I add my comment to make people realize that our Gospel of Grace message is missing here. A lot of the things we think are in here, aren’t. You can’t find the Gospel based on His death, burial, and Resurrection until you get to Paul’s writing, so don’t try to bring in his writing about salvation here. But this is what the Nation had to believe for their salvation – who Jesus was.
Recently, I showed you four professions of faith for the Jew. The first one was Peter in Matthew 16:16, “And Simon Peter answered and said, `Thou art the Christ, the Son of the living God.'” The second one is at the death of Lazarus, where Jesus is talking to Martha and had told her that He was the resurrection, and the life: “Believest thou this?” She answers Him in John 11:27,”She saith unto him, `Yea, Lord, I believe that thou art the Christ the Son of God,…'” Then Philip and the Ethiopian eunuch in Acts Chapter 8, where Philip is reading to him out of Isaiah 53, and the Ethiopian eunuch comes to an understanding of the verses. They come to some water and the eunuch asked Philip if he could be baptised. Philip told him that he could if he believed, and the eunuch said in Acts 8:37, “…And he answered and said, `I believe that Jesus Christ is the Son of God.'” They never mention the Cross or shed blood or the power of Resurrection. Why? It was still a secret in the mind of God, and Paul wasn’t on the scene yet.
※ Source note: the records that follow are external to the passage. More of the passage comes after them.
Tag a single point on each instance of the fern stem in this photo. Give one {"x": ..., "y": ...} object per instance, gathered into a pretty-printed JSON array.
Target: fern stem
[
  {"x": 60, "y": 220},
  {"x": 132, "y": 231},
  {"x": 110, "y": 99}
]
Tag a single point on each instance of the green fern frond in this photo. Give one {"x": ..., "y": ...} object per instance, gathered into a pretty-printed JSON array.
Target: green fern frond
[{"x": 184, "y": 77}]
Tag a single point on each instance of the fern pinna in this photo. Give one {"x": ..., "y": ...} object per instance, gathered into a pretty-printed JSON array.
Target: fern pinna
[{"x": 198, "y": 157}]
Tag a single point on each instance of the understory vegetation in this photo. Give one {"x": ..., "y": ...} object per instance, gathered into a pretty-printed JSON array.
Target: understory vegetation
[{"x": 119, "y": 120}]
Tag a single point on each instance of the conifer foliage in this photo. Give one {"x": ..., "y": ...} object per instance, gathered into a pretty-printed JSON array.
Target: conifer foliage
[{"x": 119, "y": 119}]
But their profession of faith was their salvation because that was what was revealed to them.
Then you have Saul of Tarsus (Paul), a raging bull who was converted on the road to Damascus. He wanted to arrest those believing Jews, haul them back to Jerusalem to throw them in prison. He thought he was doing God a favor, but guess what happened? The Lord saved him by Grace. BUT not the basis yet that he understood that Christ died, was buried and rose again for him, but rather on the same basis as the other three. We see that Saul gets his sight back, is baptised and starts to preach immediately in the synagogues in the Book of Acts 9:20, “And straightway he preached Christ in the synagogues, that he is the Son of God.” We will cover Paul’s conversion better when we get to the Book of Acts, but at this time, this is all that Paul knew. We know that later on God will reveal to him the Gospel of Grace mysteries. Now, we as Grace Age Believers also must believe that Jesus Christ is the Son of God. It’s foundational, but by itself is not enough. Christ makes that so clear in the writings of Paul. For the sake of comparison, let’s go to Romans Chapter 3. And what a difference you will find here. The Cross makes all the difference in the world. What did The Christ, the Son of the Living God do? He went to that old rugged Cross.
“For all have sinned (the whole human race), and come short of the glory of God (but we don’t have to stay short); Being justified freely by his grace (there are no works in Grace)through the redemption that is in Christ Jesus. Whom God hath set forth to be a propitiation through faith in his blood (that’s never been mentioned before), to declare his righteousness(the righteousness of Christ) for the remission of sins that are past, through the forbearance of God; To declare, I say, at this time his righteousness: that he might be just (fair), and the justifier (that puts Him in the place of doing) of him which believeth…” Faith + Nothing!